Born in 1895 to a German father and a Russian mother, Sorge, like many young men of his generation, was dispirited by his experience in the trenches of the first world war. Recovering from his wounds in hospital, he made his way through Marx. The panacea of communism seduced him: the grandeur of the idea matched his vision of himself.

Sorge’s activism led him to Moscow and the Comintern, the global wing of the Communist Party, “world revolution’s most secret club”. He was dispatched to Shanghai, a madcap colonial city where he drank, caroused and acted the “debauched bourgeois expatriate”, Mr Matthews writes. “He found the role entirely to his liking.”

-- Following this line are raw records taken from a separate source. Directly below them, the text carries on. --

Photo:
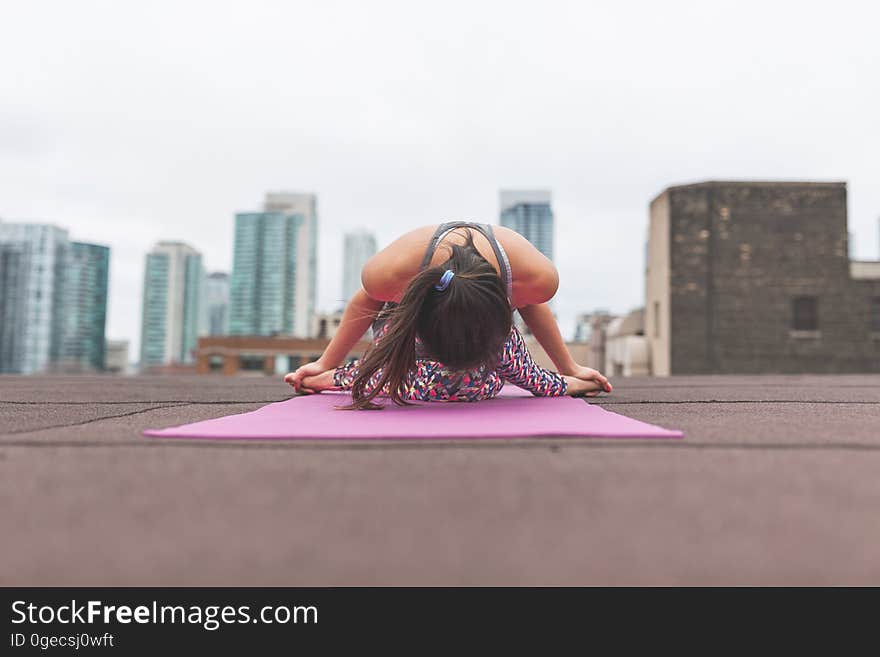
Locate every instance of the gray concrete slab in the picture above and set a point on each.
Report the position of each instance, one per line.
(775, 483)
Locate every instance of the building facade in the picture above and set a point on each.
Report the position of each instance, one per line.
(269, 355)
(359, 247)
(215, 304)
(753, 277)
(116, 357)
(529, 213)
(32, 258)
(305, 291)
(83, 309)
(263, 287)
(170, 313)
(273, 288)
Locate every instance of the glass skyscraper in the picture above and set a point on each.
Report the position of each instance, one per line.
(215, 304)
(33, 258)
(83, 316)
(274, 274)
(170, 313)
(53, 300)
(530, 214)
(359, 247)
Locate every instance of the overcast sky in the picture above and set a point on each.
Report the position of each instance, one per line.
(133, 122)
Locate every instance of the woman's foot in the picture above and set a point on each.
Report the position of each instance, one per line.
(319, 382)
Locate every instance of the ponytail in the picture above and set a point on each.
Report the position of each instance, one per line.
(461, 314)
(394, 355)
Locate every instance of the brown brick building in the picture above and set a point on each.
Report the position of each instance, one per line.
(752, 277)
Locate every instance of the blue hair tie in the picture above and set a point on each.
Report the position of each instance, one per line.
(444, 280)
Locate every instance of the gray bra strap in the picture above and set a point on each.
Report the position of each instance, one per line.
(486, 230)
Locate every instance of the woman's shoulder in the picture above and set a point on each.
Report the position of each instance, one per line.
(534, 276)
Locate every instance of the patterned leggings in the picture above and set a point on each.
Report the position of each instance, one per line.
(433, 381)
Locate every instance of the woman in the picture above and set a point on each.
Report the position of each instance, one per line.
(440, 300)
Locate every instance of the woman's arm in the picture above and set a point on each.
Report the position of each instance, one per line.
(358, 315)
(518, 367)
(535, 281)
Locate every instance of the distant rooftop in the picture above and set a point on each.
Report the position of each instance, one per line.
(512, 197)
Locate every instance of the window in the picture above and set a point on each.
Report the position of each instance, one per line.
(875, 314)
(805, 314)
(251, 362)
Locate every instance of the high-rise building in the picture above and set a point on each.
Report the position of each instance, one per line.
(274, 273)
(303, 205)
(116, 358)
(262, 291)
(359, 247)
(170, 315)
(31, 261)
(83, 311)
(530, 214)
(215, 304)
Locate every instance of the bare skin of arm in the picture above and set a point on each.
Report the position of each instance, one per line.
(386, 275)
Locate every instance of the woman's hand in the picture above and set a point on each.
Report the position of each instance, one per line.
(312, 369)
(595, 381)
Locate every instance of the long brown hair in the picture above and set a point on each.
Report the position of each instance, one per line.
(463, 326)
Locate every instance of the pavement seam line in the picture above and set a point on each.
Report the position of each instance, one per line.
(93, 420)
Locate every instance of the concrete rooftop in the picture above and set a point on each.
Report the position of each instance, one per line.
(776, 482)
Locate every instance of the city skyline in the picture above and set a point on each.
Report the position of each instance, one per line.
(177, 143)
(204, 323)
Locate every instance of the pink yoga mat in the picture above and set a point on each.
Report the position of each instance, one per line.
(514, 413)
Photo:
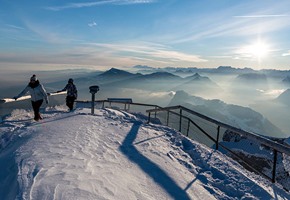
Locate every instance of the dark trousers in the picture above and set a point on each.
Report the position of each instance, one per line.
(36, 106)
(70, 102)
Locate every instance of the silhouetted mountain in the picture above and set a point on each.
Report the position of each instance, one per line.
(286, 81)
(197, 84)
(252, 81)
(284, 97)
(237, 116)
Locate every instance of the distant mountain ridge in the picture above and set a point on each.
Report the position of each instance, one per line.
(238, 116)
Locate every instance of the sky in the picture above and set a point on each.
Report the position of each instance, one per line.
(115, 155)
(159, 33)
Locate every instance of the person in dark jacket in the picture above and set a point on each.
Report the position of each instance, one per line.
(37, 93)
(72, 93)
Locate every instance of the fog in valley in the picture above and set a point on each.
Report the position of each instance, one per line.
(248, 99)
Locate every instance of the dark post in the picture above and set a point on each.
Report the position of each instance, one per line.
(167, 121)
(149, 115)
(180, 120)
(274, 166)
(93, 90)
(188, 127)
(217, 138)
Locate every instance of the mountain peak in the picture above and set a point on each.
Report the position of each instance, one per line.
(116, 72)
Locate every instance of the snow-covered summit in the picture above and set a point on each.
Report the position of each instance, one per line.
(115, 155)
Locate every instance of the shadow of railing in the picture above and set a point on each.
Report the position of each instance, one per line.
(150, 168)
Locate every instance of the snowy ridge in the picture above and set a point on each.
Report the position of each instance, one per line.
(116, 155)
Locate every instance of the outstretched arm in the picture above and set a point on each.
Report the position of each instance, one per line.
(44, 93)
(22, 93)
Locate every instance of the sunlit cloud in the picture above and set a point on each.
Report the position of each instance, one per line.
(151, 51)
(286, 54)
(260, 16)
(92, 24)
(98, 3)
(15, 27)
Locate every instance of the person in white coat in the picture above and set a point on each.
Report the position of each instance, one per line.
(37, 93)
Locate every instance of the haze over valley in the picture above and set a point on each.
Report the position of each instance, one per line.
(257, 96)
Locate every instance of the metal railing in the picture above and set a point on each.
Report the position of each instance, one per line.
(216, 134)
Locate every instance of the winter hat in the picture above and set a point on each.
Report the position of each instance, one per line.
(33, 78)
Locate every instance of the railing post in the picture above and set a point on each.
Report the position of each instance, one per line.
(180, 119)
(274, 166)
(93, 90)
(93, 104)
(217, 138)
(188, 128)
(149, 114)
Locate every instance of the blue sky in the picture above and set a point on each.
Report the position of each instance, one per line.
(159, 33)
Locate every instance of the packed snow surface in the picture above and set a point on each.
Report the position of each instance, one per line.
(115, 155)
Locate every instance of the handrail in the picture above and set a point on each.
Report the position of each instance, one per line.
(275, 146)
(261, 139)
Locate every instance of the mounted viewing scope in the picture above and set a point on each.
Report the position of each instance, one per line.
(94, 89)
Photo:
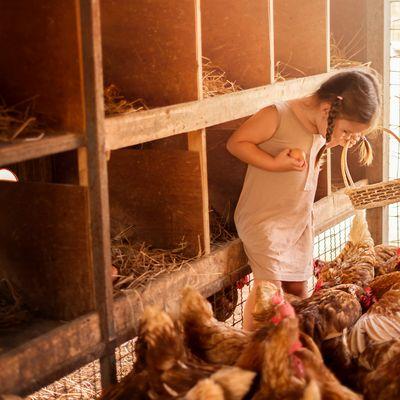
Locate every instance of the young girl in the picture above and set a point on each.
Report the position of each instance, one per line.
(274, 213)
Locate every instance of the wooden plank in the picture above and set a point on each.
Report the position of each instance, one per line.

But it was Japan, where Sorge arrived in 1933, which would host his most fateful exploits. As the tremors of a new war were felt, the question of Japan’s alliances and military ambitions became vital to Soviet leaders. Would Tokyo make a move to the south, deeper into Asia, or north—into Siberia? The latter might well spell doom for the Soviets, whose country was young and unsteady, with untested armed forces that would be hollowed out by Stalin’s purges. Sorge’s bosses in Moscow—his spy ring now reported to the Fourth Directorate of the Red Army’s General Staff—made untangling this riddle his main task for the next eight years.

Sorge carried out this mission with a panache that veered toward recklessness. He twirled women around the dance floor at Tokyo embassy parties and made a name for himself in the drinking dens of Ginza. An American journalist said he “created the impression of being a playboy, almost a wastrel, the very antithesis of a keen and dangerous spy.”

Yet that is what he was. Sorge befriended a German military officer named Eugen Ott—after first seducing his wife, a characteristic Sorge move. With time, Ott rose to become Hitler’s ambassador in Tokyo. As Mr Matthews points out, what made Sorge such a dizzyingly successful spy was that he didn’t so much steal secrets as trade them. Thanks to a member of the ring who was also an adviser to the Japanese prime minister, Sorge had access to the inner sanctum of Japanese politics; he passed this information to Ott, who would share the latest in Nazi strategy from Berlin. All the while, the sum total of this intelligence haul was cabled back to Moscow.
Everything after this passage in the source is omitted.